Guildhaume Myrddin-Evans

Guildhaume Myrddin-Evans (17 December 1894 – 15 February 1964) was a senior civil servant and a labour expert.

Guildhaume Myrddin-Evans
Sir Guildhaume Myrddin Evans by Walter Stoneman
Born1894
Abertillery
Died1964
Regent's Park, London
NationalityWelsh
Alma materAbertillery County School, Llandovery College, Christ Church Oxford
OccupationCivil Servant

Early life

Guildhaume Myrddin-Evans was the son of the Rev. Thomas Towy Evans, and his wife Mary (née James). He attended Cwmtillery Elementary School, Abertillery County School, Llandovery College and Christ Church, Oxford, where he received a first class honours degree in mathematics.[1]

Family

In 1919 he married Elizabeth, daughter of Owen Watkins, Sarn, Caernarfonshire. They had 2 sons. Myrddin-Evans was a member of the Council of the Baptist Union of Great Britain and Ireland from 1943 and served as secretary of the Baptist Chapel in Bloomsbury, London.[1]

Career

He joined the South Wales Borderers on the outbreak of the First World War and served as a lieutenant in France and Flanders. In 1917 he was badly injured and joined David Lloyd George's personal secretariat before being appointed as assistant secretary to the War Cabinet in 1919. He worked at the Treasury between 1920 and 1929 before moving to the Ministry of Labour where he became deputy chief insurance officer in 1935.He attended the Hague Conferences on Reparations in 1929 and 1930.[2] In 1938, he was appointed head of the International labour division of the Ministry of Labour.[3]

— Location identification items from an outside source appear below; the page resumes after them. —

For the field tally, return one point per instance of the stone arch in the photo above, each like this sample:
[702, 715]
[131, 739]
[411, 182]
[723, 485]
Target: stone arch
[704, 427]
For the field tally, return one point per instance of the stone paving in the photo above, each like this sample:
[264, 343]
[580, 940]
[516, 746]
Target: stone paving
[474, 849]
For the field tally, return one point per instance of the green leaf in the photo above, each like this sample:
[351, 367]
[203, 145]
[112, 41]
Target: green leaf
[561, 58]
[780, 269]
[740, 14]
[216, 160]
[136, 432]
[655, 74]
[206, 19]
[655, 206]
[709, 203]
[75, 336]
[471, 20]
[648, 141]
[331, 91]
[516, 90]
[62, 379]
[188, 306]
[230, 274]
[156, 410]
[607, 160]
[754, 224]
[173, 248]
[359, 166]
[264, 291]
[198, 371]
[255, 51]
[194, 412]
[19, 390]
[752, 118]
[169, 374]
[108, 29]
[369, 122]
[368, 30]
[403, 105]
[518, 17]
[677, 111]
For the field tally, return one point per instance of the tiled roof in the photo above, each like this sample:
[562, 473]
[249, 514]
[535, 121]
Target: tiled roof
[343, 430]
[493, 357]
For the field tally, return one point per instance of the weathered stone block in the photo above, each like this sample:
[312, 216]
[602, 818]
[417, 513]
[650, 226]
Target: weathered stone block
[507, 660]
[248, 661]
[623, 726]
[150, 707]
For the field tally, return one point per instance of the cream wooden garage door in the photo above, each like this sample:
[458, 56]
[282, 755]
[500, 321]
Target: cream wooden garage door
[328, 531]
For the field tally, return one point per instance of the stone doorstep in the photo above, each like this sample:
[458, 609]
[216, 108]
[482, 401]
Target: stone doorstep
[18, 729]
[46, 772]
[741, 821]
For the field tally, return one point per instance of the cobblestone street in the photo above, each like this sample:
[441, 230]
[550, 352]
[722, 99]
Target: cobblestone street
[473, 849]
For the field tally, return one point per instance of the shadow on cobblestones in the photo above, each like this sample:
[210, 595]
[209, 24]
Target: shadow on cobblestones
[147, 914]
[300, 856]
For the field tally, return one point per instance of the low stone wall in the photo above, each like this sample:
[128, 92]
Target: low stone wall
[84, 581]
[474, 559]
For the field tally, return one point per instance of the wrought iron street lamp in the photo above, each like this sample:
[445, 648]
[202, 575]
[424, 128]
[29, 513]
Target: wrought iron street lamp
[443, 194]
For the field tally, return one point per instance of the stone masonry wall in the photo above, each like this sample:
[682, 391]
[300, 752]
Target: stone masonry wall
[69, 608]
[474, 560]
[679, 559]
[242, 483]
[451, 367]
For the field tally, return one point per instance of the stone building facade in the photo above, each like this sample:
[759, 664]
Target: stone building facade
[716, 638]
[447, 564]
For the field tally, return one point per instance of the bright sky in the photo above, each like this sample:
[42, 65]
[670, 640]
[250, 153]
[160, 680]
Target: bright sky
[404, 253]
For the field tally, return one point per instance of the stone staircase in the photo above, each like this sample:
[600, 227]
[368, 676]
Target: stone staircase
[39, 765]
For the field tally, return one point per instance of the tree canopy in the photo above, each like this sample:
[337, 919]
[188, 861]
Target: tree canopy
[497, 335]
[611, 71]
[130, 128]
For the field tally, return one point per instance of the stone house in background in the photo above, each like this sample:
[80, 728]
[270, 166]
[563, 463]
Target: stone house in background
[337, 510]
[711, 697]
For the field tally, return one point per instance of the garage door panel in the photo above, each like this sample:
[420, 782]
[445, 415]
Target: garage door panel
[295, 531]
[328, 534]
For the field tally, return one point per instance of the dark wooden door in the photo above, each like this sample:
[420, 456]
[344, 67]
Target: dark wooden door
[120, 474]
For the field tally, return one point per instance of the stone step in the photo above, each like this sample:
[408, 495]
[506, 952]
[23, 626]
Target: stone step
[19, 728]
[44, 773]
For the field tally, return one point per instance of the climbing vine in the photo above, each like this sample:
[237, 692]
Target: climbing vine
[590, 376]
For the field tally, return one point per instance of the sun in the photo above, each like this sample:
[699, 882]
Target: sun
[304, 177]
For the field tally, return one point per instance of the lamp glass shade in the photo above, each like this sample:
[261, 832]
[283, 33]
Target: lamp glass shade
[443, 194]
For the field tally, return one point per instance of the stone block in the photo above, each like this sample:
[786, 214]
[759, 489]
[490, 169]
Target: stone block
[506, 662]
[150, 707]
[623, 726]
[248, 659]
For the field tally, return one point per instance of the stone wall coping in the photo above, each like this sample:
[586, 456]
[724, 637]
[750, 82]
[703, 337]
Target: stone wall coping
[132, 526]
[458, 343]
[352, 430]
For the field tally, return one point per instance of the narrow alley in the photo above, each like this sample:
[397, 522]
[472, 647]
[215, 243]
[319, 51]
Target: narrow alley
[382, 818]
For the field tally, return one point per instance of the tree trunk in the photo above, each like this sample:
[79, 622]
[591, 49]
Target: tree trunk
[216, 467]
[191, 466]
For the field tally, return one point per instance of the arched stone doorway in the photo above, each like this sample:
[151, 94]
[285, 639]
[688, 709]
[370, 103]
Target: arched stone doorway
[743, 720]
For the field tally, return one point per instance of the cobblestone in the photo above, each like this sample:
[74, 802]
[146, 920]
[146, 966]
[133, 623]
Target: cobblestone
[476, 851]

In 1941 he was appointed as head of the Production Executive Secretariat in the Cabinet Office and in 1942 served as a labour consultant to the governments of Canada and the United States of America.[1]

In 1942 he returned to the Ministry of Labour and National Service as under-secretary before being promoted to deputy secretary in 1945. In this role he was the UK Government's representative to the International Labour Organisation until 1959 and was its chair three times. Between 1955 and 1959 he was the Chief International Labour Adviser to the UK. Government

On his retirement in 1959 he was appointed to chair the Local Government Commission for Wales. The commission issued its report in 1963.[1]

Myrddin-Evans was awarded the C.B. in the 1945 honours list and the K.C.M.G. in the 1947 honours list.[1]

His archive was donated to the National Library of Wales in 2019.[4]

Publications

  • Myrddin-Evans was the co-author of The employment exchange of Great Britain (1934).